Cherokee Nation v. United States
Headline: Court rejects Cherokee Nation’s claim for compound interest and upholds prior payments, ruling only simple five percent interest was due and blocking a new large award for additional interest.
Holding:
- Denies Cherokee Nation’s claim for compound interest beyond simple five percent.
- Affirms that previous payments satisfy the judgment; no new award is due.
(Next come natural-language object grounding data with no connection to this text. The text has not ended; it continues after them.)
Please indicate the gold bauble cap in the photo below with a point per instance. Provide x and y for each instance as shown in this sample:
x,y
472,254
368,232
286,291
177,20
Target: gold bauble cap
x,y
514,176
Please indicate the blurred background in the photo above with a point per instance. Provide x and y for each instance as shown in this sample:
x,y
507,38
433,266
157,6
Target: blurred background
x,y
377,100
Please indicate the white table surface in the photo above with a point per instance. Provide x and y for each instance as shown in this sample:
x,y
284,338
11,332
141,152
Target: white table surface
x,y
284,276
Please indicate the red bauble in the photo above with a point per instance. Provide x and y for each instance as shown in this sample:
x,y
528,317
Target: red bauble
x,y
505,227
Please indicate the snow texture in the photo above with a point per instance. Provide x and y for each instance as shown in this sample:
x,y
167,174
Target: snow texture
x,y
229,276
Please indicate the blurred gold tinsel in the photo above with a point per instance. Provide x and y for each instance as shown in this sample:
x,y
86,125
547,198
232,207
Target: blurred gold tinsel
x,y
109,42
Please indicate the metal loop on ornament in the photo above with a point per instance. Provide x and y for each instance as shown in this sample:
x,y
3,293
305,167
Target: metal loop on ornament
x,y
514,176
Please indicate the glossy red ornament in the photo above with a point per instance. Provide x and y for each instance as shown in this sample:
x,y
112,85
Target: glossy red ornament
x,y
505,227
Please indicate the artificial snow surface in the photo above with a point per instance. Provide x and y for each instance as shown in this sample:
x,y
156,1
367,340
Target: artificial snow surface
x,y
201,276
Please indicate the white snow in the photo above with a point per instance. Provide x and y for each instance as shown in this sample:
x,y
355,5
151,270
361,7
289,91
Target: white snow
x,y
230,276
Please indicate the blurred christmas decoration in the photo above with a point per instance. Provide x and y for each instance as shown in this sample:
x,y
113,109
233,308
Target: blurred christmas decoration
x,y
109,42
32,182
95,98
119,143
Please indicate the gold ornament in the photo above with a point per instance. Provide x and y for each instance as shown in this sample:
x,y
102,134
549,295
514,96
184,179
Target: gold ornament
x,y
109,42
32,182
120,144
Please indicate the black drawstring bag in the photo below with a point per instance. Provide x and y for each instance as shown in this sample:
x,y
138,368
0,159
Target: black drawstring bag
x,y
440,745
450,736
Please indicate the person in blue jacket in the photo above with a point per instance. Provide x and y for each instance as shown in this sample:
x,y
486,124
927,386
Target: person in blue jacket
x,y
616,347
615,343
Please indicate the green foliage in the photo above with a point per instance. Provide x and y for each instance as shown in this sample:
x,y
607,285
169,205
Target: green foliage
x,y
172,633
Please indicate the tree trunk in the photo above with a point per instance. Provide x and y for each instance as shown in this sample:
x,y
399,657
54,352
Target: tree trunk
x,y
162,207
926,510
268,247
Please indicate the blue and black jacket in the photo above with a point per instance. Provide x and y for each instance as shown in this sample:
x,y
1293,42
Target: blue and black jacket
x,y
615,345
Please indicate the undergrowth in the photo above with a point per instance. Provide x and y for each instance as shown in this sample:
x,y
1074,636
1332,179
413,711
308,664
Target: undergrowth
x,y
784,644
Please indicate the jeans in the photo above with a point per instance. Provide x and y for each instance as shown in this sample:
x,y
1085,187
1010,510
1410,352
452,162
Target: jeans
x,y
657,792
- Confirms extra interest claims against the U.S. need clear contract or statute.
Summary
Background
The Cherokee Nation sought billions of cents more after earlier judgments and payments arising from an 1891 land agreement and later accounting. Accountants Slade and Bender reported amounts due in 1894–95, Congress referred disputed claims to the Court of Claims, and this Court affirmed a judgment awarding principal and five percent interest. Congress later passed a special 1919 law asking the Court of Claims to re-examine whether more interest was owed.
Reasoning
The Court addressed whether the United States must pay compound interest (interest on interest) dating from 1895. It held that compound interest cannot be imposed against the Government absent an express contractual or statutory provision. The treaty language, the 1891 agreement, and the 1850 Senate resolution supported only simple five percent interest until payment. The Court also found that some Treasury and congressional calculations had produced overpayments, so the Nation had already received at least what the judgment required.
Real world impact
The decision leaves the earlier payments final and denies the Cherokee Nation’s claim for large additional compound interest. It confirms that claims against the United States for extra interest require clear contractual or statutory authorization. Because Congress itself authorized a re-examination in 1919, the ruling ends this specific retry and affirms that no further sum is due under these claims.